Мимо прошла девушка с двумя серебряными подносами в руках. Одного с Элли возраста, может, чуть старше; в черной юбке и белой блузке. Поравнявшись с Элли, она остановилась и спросила:
– Ты сестра, да? – И, наклонившись ближе с заговорщическим видом, добавила: – И как держишься? Странно, наверное, все это? – Она была сильно накрашена.
– У вас что, дел других нет? Вот и делайте, – ответила Элли. Потом встала, обошла дом и встала на дорожке перед крыльцом.
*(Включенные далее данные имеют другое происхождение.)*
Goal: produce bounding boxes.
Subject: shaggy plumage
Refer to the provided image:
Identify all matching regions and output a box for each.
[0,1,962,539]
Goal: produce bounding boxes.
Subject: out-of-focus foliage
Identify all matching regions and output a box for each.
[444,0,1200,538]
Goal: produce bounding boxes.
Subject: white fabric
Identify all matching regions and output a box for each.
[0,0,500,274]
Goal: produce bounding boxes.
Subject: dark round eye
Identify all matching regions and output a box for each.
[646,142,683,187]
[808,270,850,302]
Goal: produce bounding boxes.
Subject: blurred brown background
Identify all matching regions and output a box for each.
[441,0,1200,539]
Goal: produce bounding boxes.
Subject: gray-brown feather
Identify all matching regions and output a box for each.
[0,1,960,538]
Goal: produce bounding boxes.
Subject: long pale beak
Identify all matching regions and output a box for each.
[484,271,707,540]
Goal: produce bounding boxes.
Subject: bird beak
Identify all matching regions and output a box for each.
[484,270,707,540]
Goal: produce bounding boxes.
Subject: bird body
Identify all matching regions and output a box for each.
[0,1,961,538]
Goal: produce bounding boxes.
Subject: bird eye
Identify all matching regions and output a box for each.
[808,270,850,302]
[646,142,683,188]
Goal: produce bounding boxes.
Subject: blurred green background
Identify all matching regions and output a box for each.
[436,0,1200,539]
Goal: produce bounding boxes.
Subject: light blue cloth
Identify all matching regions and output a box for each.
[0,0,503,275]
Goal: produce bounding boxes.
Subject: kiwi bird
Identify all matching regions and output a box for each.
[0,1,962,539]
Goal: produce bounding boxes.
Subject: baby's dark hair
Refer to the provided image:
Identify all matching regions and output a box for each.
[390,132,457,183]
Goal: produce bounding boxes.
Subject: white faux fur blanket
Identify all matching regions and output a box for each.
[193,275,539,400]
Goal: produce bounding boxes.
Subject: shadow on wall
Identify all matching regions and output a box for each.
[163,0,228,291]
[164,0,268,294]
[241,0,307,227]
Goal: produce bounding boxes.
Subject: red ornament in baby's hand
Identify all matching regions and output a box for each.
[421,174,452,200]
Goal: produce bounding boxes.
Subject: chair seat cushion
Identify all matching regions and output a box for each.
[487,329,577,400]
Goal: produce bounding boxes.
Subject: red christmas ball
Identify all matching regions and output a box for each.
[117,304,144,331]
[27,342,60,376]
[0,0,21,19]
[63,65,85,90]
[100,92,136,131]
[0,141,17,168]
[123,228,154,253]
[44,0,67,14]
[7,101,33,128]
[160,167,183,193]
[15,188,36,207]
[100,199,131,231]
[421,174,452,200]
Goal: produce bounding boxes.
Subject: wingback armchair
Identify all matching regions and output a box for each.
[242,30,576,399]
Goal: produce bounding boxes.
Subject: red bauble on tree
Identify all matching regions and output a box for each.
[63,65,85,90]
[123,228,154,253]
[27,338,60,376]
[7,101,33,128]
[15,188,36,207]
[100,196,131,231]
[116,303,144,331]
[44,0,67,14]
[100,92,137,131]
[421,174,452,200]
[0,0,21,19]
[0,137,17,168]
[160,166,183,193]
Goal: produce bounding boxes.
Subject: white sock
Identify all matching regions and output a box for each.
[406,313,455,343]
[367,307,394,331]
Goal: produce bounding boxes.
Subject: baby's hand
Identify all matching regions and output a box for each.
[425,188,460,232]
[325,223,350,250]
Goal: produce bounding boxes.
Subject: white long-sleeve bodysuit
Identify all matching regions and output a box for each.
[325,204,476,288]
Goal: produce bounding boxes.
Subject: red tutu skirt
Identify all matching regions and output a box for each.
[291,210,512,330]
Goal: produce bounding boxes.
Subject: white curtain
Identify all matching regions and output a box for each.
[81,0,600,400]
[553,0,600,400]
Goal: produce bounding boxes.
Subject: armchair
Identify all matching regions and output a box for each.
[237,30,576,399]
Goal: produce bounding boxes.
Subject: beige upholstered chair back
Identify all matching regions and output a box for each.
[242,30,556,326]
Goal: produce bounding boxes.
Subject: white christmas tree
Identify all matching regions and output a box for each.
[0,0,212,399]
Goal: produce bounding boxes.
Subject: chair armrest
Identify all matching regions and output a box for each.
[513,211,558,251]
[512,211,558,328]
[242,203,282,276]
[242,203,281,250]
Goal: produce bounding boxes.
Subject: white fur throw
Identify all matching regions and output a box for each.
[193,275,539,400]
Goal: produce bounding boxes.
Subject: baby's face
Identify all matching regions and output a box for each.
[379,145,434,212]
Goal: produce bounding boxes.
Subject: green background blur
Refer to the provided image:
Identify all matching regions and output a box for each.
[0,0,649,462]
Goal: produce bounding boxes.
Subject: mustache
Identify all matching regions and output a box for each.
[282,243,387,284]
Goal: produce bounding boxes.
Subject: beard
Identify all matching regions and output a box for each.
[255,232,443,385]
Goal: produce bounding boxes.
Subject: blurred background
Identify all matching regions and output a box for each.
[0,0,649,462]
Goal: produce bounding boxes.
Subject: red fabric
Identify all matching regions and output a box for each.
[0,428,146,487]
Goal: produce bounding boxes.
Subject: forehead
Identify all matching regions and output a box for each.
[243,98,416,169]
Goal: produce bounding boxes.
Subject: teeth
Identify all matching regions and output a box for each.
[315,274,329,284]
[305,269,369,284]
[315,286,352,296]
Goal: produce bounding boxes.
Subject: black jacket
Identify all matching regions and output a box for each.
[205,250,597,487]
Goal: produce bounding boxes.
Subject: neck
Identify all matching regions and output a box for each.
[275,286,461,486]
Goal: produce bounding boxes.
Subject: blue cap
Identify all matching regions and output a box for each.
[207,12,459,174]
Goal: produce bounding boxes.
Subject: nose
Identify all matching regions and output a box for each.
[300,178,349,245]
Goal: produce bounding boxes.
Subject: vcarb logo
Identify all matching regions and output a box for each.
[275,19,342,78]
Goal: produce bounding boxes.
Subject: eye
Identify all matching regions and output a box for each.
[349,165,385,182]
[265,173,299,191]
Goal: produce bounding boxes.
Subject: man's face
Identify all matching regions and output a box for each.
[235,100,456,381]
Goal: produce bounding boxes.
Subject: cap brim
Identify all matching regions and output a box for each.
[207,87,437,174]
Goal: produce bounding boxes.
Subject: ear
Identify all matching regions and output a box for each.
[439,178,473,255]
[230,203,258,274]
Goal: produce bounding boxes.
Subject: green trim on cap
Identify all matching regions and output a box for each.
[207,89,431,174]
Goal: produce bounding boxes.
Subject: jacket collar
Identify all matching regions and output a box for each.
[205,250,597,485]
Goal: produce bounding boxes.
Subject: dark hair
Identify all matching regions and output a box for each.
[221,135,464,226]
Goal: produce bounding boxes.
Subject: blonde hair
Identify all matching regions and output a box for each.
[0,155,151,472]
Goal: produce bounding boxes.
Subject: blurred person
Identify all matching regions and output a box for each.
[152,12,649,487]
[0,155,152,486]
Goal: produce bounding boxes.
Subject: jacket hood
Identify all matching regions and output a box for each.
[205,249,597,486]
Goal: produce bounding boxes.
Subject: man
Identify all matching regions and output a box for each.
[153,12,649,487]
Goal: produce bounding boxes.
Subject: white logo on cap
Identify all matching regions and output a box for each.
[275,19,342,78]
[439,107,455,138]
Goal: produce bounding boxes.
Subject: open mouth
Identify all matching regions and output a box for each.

Иногда паника была физической, будто стены медленно надвигались со всех сторон. Иногда психологической – необъяснимый страх, осознание, что еще минута этого кошмара, и она вспыхнет, как спичка. Она знала лишь один способ справиться с этим чувством – отключиться, подумать о чем-то еще, но в последнее время сделать это становилось все сложнее. Гораздо проще было взять и уйти. Далеко она не собиралась – не взяла куртку; решила всего лишь прогуляться по гравию до электрических ворот. Нажала кнопку, подождала, пока ворота откроются, и вышла на улицу. Дорога была вся в рытвинах и грязных лужах; в траве подрагивали на ветру первые нарциссы. Ворота за спиной захлопнулись.
За этой дорогой она следила каждый день по вечерам из окна своей комнаты – все гадала, вернется ли Том. Верь мне, писал он в письме. Ей хотелось, чтобы эти слова слетели со страниц и заслонили собой небо. Огромные неоновые буквы пронеслись бы над городом, задевая крыши домов и магазинов, а потом навсегда зависли бы над морем, миновав прибрежное шоссе. Верь мне. Все бы прочли эти слова и поверили. Обвинения бы сняли, и жизнь снова стала бы нормальной.
Но поверить было сложно. Спустя двенадцать дней и ночей Элли чувствовала, что вера ее рассыпается на кусочки. Она не могла сидеть, не могла стоять, ей было сложно на чем-либо сосредоточиться. Дни летели быстро, минуты бежали, сломя голову, даже часы, проведенные за уроками, проходили как-то незаметно.
На солнце набежала туча, и дорога погрузилась в сумерки; у ее ног залегли глубокие тени. В соседском саду залаяла собака, и почти сразу же тучи рассеялись, и мир засиял так ярко, что пришлось прикрыть глаза. А когда она их открыла, то увидела отцовскую машину, сворачивающую за угол. А в окне, как по волшебству, возникло лицо Тома. Он улыбался.
Элли закричала. Не сумела сдержать этот радостный крик, он сам вырвался, когда машина приблизилась.
– Он здесь! – кричала она, и мама, должно быть, была где-то неподалеку, потому что тут же выбежала из-за дома, тряся вездесущей папкой.
– Открой ворота, Элли, впусти их!
И вот он, как папа Римский, вышел из машины и очутился в саду. Мать подбежала, и он обнял ее. Они закачались, будто в танце. Элли поразила нежность этой картины.
Когда он взглянул матери через плечо и улыбнулся ей, она почему-то засмущалась, как будто за последние две недели стала взрослой и этот дом был ее, а он – всего лишь гостем. Что-то в нем изменилось – похудел, может быть?
– Так значит, все-таки выпустили, – выдохнула Элли.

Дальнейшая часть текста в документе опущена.